Dasuki authorised payment of $40m to Jonathan’s cousin’s company – witness
A prosecution witness, Ibrahim Mahir, has testified that retired Col. Sambo Dasuki authorised the payment of 40 million dollars in favour of One Plus Holdings.
Mahir made this known when he testified in the case of Azibaola Roberts, cousin to former President Goodluck Jonathan at the Federal High Court in Abuja on Monday.
He said that Dasuki, a former National Security Adviser (NSA), instructed him to prepare a payment mandate of 40 million dollars in favour of the company.
Roberts and his wife Stella were arraigned on June 8 on a seven-count charge of money laundering.
Mahir, who was the first prosecution witness, told the court that Dasuki had endorsed a memo to him with details of the company’s account.
“On Aug. 20, 2014, the NSA endorsed a memo to me which originated from the director of finance and administration in the office of the NSA giving bank details of a company called One Plus.
“The memo also gave details of the purpose for which the company was to be paid the sum of 40 million dollars.
“The NSA instructed me to prepare payment and my understanding of that was that I should prepare the payment mandate for One Plus for his signature.
“After I got the memo, I prepared the payment mandate, sent it to him, he signed and sent it back to me.
“The subsequent necessary action was for me to countersign, which I did and I sent it to the CBN for payment,” Mahir said.

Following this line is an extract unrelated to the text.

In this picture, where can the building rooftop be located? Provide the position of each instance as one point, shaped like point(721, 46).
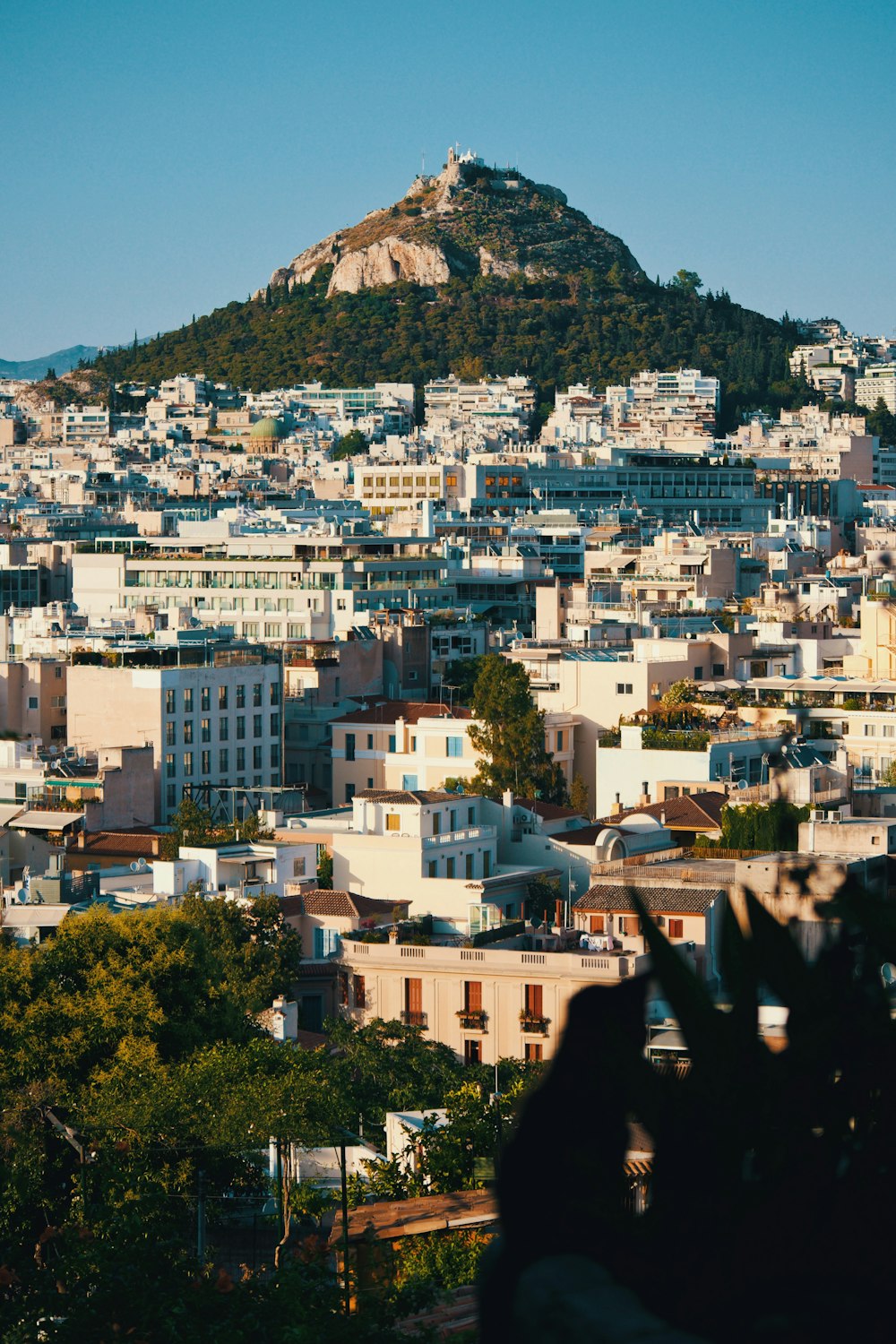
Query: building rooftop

Earlier, Roberts’ lead counsel, Mr Chris Uche (SAN), had applied for a short adjournment.
Uche said the adjournment would give him time to meet with his client to prepare his defence.
He said that when bail was granted, his team had difficulties in perfecting the bail conditions, adding that the conditions were only perfected last week.
He said they needed more time to prepare their defence because there were some documents that they needed to subpoena from the office of the NSA.
Uche also sighted indisposition as part of the reasons his team was asking for an adjournment.
The prosecuting counsel, Mr Sylvanus Tahir, however, objected to the application on the grounds that they had a witness already in court who was stopped from going on lesser hajj on account of the trial.
Tahir said that they had prevailed on the witness to postpone his trip and not allowing him to give his testimony would amount to a waste of effort.
On the issue of indisposition, Tahir said the defence had about 19 other lawyers on the team and without the lead counsel, trial could commence.
The judge, Justice Nnamdi Dimgba, agreed with the prosecution that trial should commence since the defence had sufficient time to prepare their defence.
Diimgba adjourned the case till July 4 and July 5 for continuation of trial.